Principles of endogenous and therapeutic mRNA turnover in vivo

Introduction

During the COVID-19 pandemic, we witnessed the application of mRNA vaccines for SARS-CoV-2, paving the way for the widespread use of therapeutic mRNAs in medicine. However, the lack of knowledge regarding mRNA metabolism in vivo limits the optimization and refinement of such therapies. Our preliminary data, acquired via Direct RNA Sequencing (DRS), shows that variability of poly(A) tail length and, therefore, stability of endogenous and therapeutic mRNAs in different tissues and cell types is much larger than previously thought.

Project Overview

Here, we propose the ViveRNA project, which will enhance the DRS (eDRS) pipeline and combine it with analyses of mouse models, primary cell cultures, and synthetic biology approaches to examine the nature of mRNA turnover in vivo and characterize the metabolism of endogenous and administered mRNAs.

Project Goals

The goal of the ViveRNA project is to elucidate the complexity of mRNA lifetime regulation. Specifically, our aims are:

1. Part 1: Construction of an enhanced nanopore Direct RNA Sequencing pipeline (eDRS) for comprehensive analyses of mRNA metabolism. eDRS will assess the composition and lengths of poly(A) tails, modifications, isoforms, and dynamics.
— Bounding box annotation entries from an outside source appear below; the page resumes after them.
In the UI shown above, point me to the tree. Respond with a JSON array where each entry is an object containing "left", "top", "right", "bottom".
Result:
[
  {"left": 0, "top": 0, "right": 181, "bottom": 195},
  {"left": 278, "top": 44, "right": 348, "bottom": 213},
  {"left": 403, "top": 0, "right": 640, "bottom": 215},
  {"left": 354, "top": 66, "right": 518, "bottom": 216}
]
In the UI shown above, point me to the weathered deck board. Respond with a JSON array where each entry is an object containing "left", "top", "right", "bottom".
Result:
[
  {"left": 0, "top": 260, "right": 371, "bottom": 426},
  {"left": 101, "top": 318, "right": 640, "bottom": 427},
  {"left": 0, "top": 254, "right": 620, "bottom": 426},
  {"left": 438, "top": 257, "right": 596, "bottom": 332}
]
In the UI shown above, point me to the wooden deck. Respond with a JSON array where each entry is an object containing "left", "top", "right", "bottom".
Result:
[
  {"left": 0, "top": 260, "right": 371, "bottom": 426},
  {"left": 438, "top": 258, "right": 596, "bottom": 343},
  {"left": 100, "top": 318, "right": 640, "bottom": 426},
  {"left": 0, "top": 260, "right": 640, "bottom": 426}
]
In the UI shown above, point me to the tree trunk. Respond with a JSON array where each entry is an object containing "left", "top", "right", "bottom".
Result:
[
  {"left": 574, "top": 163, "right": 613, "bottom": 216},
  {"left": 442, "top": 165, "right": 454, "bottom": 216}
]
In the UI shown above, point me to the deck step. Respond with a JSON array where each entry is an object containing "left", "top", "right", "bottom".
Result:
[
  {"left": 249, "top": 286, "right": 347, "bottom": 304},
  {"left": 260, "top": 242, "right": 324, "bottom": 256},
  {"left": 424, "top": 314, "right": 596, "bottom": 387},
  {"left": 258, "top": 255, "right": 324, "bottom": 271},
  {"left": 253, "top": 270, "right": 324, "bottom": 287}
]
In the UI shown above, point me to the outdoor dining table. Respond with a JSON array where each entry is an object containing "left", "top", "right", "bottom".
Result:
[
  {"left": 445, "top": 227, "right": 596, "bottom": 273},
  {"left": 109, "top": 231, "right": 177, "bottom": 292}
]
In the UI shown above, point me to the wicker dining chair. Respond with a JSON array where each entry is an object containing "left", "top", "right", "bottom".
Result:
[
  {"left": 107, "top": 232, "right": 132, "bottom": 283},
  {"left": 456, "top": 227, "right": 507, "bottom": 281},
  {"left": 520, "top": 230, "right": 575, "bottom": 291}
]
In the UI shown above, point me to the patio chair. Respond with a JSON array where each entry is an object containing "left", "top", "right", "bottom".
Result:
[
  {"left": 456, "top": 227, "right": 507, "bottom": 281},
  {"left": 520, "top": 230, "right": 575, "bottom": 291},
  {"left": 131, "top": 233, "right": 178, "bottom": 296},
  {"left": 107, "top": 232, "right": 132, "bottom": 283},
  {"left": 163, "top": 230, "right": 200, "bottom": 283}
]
2. Part 2: Comprehensive analysis of the lifecycle of endogenous mRNAs, analyzing dynamics, ribosome association, and poly(A) tail metabolism in organs and primary cells, and providing insights into the role of particular enzymes. The reach data resource will help design better mRNA therapeutics and enable the formulation of testable mechanistic hypotheses.

3. Part 3: Description of the metabolism of therapeutic mRNAs in relevant cell types and tissues. Then, together with the knowledge gained in Part 2, the design of more stable mRNAs with therapeutic potential will be initiated.

Conclusion

The ViveRNA project will facilitate the rational design of next-generation mRNA therapeutics.